Cashflow is a financial metric that represents the inflow and outflow of cash within a specific period. It shows how much money, or cash, a company actually receives and spends. Unlike profit, which includes non-cash revenues and expenses (such as depreciation), Cashflow focuses exclusively on actual cash movements.

Why is Cashflow needed?

Cashflow is a central tool for the financial management of a company. It serves several purposes:

  1. Liquidity analysis: Cashflow provides information on whether a company has enough liquid assets to cover its current liabilities.
  2. Financial planning: Cashflow can better assess and plan the future financial situation of a company.
  3. Investment evaluation: Cashflow helps to assess whether a company is able to invest in new projects, repay loans, or distribute dividends.
  4. Company valuation: Investors and analysts use Cashflow to evaluate the financial health and value creation capability of a company.

 Why Cashflow is so popular for analyzing companies

Cashflow is particularly popular for company analysis because it offers a clear and unadulterated view of a company's financial health. Unlike other metrics that can be affected by accounting tricks or different accounting methods, Cashflow shows the actual cash flows. This makes it a reliable indicator of the company's liquidity and operational efficiency.

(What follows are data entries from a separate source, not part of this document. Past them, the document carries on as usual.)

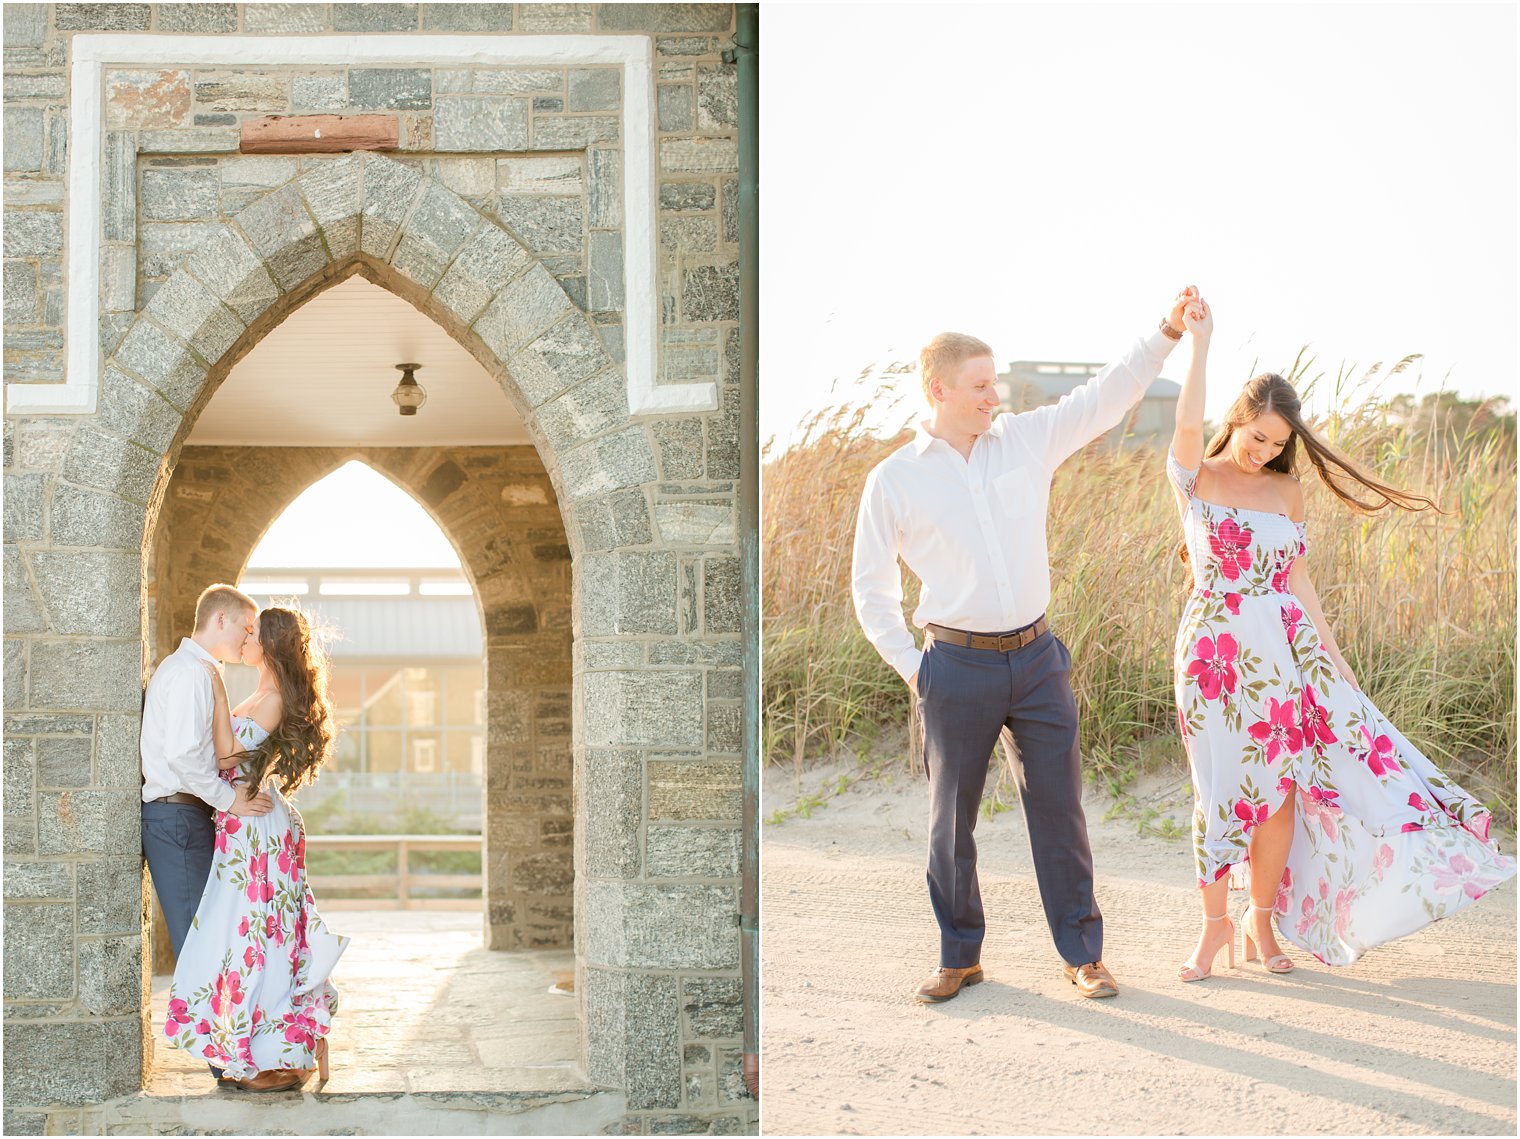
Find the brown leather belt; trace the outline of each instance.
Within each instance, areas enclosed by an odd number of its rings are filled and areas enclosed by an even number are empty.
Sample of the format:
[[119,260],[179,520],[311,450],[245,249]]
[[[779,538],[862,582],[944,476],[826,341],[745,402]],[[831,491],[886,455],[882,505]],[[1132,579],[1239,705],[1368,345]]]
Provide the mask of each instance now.
[[157,799],[149,799],[150,803],[183,803],[187,807],[199,807],[203,811],[210,811],[211,806],[204,799],[198,799],[185,791],[176,791],[172,795],[160,795]]
[[930,623],[924,626],[928,634],[936,641],[944,641],[949,645],[959,645],[963,649],[991,649],[998,653],[1012,653],[1022,649],[1036,637],[1043,636],[1049,631],[1050,626],[1041,617],[1033,625],[1025,625],[1022,629],[1015,629],[1011,633],[999,633],[990,636],[986,633],[968,633],[965,629],[947,629],[943,625]]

Moreover, Cashflow reveals a lot about a company's ability to settle debts, invest in growth, and distribute dividends, making it especially valuable for investors.

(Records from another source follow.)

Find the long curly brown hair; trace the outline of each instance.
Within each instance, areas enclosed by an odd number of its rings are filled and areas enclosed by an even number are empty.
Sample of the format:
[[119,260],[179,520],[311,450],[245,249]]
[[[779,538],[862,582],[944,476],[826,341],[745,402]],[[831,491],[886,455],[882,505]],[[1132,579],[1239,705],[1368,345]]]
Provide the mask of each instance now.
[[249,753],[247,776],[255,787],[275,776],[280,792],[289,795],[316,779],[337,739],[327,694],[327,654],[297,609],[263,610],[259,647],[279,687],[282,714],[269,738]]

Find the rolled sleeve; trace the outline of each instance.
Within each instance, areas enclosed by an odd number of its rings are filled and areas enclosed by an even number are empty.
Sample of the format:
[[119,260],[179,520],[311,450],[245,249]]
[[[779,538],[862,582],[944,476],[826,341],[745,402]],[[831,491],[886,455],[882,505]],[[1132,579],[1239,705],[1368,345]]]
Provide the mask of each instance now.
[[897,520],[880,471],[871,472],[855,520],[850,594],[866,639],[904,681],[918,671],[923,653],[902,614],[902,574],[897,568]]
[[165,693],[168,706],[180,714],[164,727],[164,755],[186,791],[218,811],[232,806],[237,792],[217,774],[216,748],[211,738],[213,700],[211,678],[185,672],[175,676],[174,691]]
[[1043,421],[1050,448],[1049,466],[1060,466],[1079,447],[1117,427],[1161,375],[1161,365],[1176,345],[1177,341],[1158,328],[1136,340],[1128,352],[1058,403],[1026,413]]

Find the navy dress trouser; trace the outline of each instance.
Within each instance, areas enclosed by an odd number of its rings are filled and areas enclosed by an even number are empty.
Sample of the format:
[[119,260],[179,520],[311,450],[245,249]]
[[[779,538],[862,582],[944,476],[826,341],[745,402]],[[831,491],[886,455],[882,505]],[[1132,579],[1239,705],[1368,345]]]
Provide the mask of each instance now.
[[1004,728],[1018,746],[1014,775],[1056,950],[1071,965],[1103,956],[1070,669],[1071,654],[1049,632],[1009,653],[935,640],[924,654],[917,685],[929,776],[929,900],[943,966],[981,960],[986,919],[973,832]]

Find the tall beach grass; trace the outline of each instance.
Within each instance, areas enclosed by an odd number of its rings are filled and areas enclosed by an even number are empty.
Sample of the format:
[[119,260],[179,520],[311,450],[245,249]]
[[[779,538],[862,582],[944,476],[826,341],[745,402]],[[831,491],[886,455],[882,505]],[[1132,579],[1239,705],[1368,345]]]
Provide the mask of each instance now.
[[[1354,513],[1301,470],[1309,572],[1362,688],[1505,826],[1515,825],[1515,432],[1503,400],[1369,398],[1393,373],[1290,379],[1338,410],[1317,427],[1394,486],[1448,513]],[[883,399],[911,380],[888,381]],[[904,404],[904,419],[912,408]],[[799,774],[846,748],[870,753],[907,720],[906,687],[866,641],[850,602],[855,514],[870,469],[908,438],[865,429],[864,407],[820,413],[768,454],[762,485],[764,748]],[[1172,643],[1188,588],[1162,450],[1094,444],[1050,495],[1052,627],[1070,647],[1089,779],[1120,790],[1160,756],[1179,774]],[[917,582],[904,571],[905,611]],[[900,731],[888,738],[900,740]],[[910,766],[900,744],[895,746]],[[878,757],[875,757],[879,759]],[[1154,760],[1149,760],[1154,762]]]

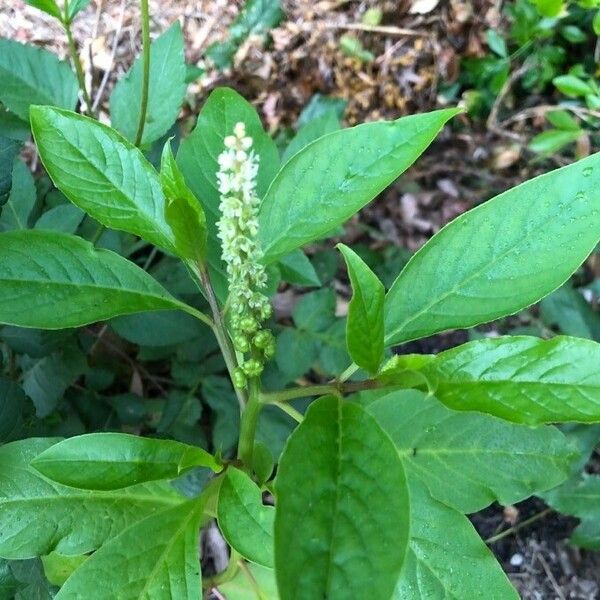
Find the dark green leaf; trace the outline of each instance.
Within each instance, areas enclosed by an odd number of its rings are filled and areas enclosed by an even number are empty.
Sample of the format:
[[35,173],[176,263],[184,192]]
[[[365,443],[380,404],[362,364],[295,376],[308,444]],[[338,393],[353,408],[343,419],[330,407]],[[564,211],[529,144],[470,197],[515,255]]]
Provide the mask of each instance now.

Structure of the cash flow statement according to Art. 961 OR

According to Art. 961 of the Swiss Code of Obligations (OR), the cash flow statement includes the following main areas:

1. Cashflow from operating activities:

This includes all cash receipts and payments resulting from regular business operations. This encompasses income from sales, expenditures for suppliers, wages, and other operating costs.

2. Cashflow from investing activities:

This section includes cash inflows and outflows related to the acquisition and sale of long-term assets such as real estate, machinery, and other fixed assets.

3. Cashflow from financing activities:

This covers financial transactions that affect equity and long-term liabilities. This includes borrowing and repayment of loans, issuance and redemption of shares, and dividend payments.

Conclusion

Cashflow is an essential metric for the financial health of a company. It provides valuable information about liquidity, financial planning, investment opportunities, and the company's overall performance. Through accurate analysis of Cashflow, companies and investors can make informed decisions and better assess financial stability.

For anyone dealing with finances, understanding and analyzing Cashflow is indispensable. Fortunately, there are many templates available online that can help create such a cash flow statement.